Compaction as memory
Compaction markers become archive boundaries. Each compact marker stores a title (first sentence of the summary, max 60 chars) and a timestamp:
{"compact":"Summary of pricing discussion...","title":"Pricing analysis for solo dev tools.","archived_at":"2026-04-03T10:00:00Z"}
The conversation is continuous — compaction doesn’t create a new conversation,
it archives a segment of the existing one. Archived segments are browsable
via Conversation::load_archives() and available to the recall tool as
long-term memory.
Crab's memory:
├── [active] Current conversation
├── "Pricing analysis for solo dev tools." — 2 days ago
├── "Auth module refactor plan." — 5 days ago
└── "HN competitor signal analysis." — last week
What dies
- Session IDs in the protocol — replaced by (agent, sender)
new_chat— the conversation is continuous, compaction handles the windowresume_file— one conversation per (agent, user), always active- Client-side @mention logic (0078) — guest turns handle it daemon-side
- Session forking — agents are the abstraction, not sessions
Supersedes
0064 - Session
The session model is replaced by conversations. The JSONL file format is
preserved (backward compatible with added title and archived_at fields on
compact markers, and agent field on messages). The Session struct is renamed
to Conversation. Session IDs are removed from the protocol.
0078 - Compact Session
The compact-then-handoff pattern for @mentions is replaced by guest turns.

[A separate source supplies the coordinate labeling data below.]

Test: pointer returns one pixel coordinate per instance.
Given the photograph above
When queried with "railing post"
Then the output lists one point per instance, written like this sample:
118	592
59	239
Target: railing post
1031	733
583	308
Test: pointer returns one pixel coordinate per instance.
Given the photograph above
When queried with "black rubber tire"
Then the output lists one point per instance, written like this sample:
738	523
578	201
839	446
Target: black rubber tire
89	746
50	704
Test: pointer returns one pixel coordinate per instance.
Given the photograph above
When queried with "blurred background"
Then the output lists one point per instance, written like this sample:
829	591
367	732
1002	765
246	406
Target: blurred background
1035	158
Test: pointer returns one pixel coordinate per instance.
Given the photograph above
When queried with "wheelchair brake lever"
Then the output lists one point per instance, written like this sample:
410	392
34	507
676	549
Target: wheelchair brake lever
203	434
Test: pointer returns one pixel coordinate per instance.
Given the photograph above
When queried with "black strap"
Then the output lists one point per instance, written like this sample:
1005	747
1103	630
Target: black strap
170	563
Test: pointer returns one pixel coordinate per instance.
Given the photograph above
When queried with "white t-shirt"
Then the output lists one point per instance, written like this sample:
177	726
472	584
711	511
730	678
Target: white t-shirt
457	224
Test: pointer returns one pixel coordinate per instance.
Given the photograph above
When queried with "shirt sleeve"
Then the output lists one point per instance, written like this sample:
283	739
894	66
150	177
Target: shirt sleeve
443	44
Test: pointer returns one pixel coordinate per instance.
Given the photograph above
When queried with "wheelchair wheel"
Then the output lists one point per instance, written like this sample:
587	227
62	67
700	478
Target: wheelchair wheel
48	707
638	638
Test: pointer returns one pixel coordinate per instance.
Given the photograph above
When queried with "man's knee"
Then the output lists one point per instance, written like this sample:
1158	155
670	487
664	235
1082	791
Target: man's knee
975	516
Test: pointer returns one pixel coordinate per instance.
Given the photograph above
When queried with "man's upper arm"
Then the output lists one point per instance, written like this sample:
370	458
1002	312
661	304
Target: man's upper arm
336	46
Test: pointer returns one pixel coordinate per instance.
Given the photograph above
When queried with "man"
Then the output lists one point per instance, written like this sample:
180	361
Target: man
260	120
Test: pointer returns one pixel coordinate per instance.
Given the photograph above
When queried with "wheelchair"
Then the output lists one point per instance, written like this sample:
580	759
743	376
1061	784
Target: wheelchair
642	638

The daemon handles multi-agent conversation natively — no client-side compact logic needed.
Updates
0018 - Protocol
Session-addressed messages are replaced with (agent, sender) addressing.
StreamMsg and SendMsg gain a guest field. SessionInfo becomes
ActiveConversationInfo. See protocol changes section above.
0038 - Memory
Compaction archives become the primary long-term memory mechanism. The recall tool searches across archived segments. See #101 (revised) for the pluggable memory provider aligned with this model.